The other finalists in 1983 included: Rabbis and Wives by the great Yiddish author, Chaim Grade, a book which contains three novellas about a Jewish village in Lithuania between the two world wars; and Dinner at the Homesick Restaurant by Anne Tyler, a book about three children raised by a single mother in Baltimore, Maryland.


About Alice Walker
Alice Walker (1944- ) was raised in the segregated South during the 1940s and 1950s. Her parents were sharecroppers in Eatanton, Georgia.

After attending the only school available for black Americans in her region, Walker enrolled in Spelman College in 1961 where she was exposed to progressive social activism under the tutelage of Howard Zinn and others. After Howard Zinn was infamously fired from his teaching post, Walker accepted a scholarship to attend Sarah Lawrence College. During her senior year she became pregnant and had an abortion -an experience she said fueled her suicidal depression and inspired much of her early poetry.

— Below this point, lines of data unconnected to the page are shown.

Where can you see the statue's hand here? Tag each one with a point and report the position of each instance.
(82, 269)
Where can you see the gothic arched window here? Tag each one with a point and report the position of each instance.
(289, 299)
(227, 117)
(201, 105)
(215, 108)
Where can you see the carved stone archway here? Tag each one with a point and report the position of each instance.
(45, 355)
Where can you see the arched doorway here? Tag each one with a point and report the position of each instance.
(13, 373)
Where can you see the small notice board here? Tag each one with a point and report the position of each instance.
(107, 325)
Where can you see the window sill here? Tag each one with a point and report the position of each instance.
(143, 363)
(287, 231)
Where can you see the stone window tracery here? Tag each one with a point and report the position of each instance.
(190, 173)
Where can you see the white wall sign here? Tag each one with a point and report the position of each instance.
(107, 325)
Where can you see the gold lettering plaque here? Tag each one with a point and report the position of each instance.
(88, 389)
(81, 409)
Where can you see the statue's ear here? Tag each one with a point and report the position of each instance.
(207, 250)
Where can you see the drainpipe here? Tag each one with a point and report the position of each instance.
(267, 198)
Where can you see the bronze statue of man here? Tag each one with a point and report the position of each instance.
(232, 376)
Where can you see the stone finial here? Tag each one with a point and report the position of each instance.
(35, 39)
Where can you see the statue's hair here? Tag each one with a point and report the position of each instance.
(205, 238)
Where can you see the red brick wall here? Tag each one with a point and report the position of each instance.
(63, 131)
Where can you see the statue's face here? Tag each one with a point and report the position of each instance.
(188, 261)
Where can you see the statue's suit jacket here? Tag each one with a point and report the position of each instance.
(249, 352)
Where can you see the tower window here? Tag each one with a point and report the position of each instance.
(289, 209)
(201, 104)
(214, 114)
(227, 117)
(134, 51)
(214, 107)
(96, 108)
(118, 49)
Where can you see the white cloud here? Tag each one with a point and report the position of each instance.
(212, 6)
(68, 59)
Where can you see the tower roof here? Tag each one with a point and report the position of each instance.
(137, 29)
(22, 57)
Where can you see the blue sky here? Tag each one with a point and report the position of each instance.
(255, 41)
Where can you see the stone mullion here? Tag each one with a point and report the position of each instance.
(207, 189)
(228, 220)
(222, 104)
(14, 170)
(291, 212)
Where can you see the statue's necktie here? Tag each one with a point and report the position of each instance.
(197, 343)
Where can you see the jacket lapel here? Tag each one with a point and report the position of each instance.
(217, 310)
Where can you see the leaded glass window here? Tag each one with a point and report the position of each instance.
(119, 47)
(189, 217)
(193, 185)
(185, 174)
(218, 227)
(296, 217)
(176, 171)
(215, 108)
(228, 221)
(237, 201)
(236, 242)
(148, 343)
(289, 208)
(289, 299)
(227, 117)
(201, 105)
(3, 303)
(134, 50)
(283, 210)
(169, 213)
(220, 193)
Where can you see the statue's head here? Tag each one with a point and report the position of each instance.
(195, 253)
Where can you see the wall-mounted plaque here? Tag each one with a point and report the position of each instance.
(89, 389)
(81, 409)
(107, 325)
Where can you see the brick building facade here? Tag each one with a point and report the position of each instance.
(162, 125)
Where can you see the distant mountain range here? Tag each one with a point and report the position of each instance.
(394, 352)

Alice Walker returned to south and worked for a variety of nonprofit organizations before returning to academia and eventually becoming a full-time writer. In 1967, she married Melvyn Rosenmen Levanthal, a Jewish civil rights lawyer. They were the first interracial couple that was married in Mississippi (they divorced in 1976). Later inn her life, Alice Walker moved to Northern California near Mendocino where she currently resides.

She is a self-described “womanist” feminist, pacifist, and civil rights advocate. She has published numerous novels, short stories, essays, and other nonfiction, however The Color Purple, first published in 1982, remains her magnum opus. In more recent years, Alice Walker has drawn criticism for her controversial defense of antisemitic conspiracy theorists, including an outspoken defense of David Icke -a man who believes himself to be a spiritual messiah, that the earth has been hijacked by a reptilian race, that 9/11 was an orchestrated event by the United States government, that the horrors of the holocaust have been overstated, and other bizarre claims that have sadly gained traction among much of the broader United States population in recent years .


Walker, Alice. The Color Purple. Orlando, FL, Harcourt, Inc., 2003.